Charlotte ( TheStreet) -- Once again, US Airways pilots find themselves in a tough spot on seniority.
In 2005, a merger with America West led to a controversial seniority ruling, never implemented, that continues to divide pilots from the two airlines because a key provision appears to favor west pilots. Now, it appears, another divisive seniority conflict could result from the 2013 merger with American (AAL).
Last week, talks between the Allied Pilots Association, which represents American pilots, and the U.S. Airline Pilots Association, which represents US Airways pilots, broke down over the issue of the timeline for when APA takes over as the sole union representing pilots at the new American.
No airline merger has been more tarnished by a seniority dispute than America West/US Airways, which led the US Airways pilots to leave the Air Line Pilots Association after 57 years, forming a new union called the U.S. Pilots Association and dragging reluctant American West pilots along with them.
This time, the pilots from the pre-merger US Airways, still known as "the east," are where the west pilots were eight years ago -- in the minority.

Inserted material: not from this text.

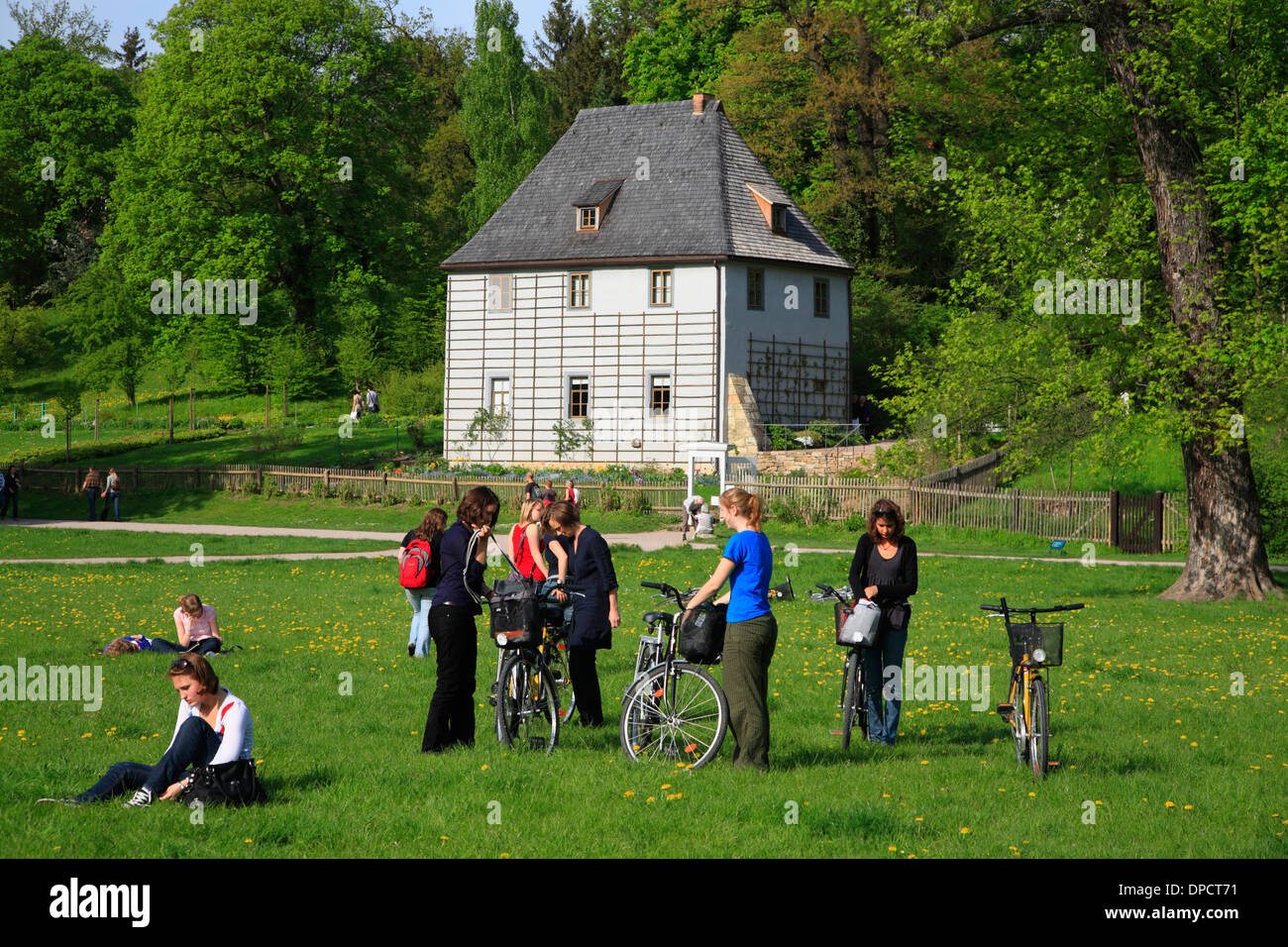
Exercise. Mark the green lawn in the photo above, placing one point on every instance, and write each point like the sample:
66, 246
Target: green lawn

That could make their situation more difficult. APA has about 8,800 active members, while USAPA has about 4,400. About a third are from AWA and do not generally support the union.
The merger between American and US Airways closed on Dec. 9, 2013. That started a 30-day clock on negotiating a protocol agreement involving the logistics of seniority negotiations. Two extensions were granted, which took the deadline to Feb. 18. The conflict surfaced the next day.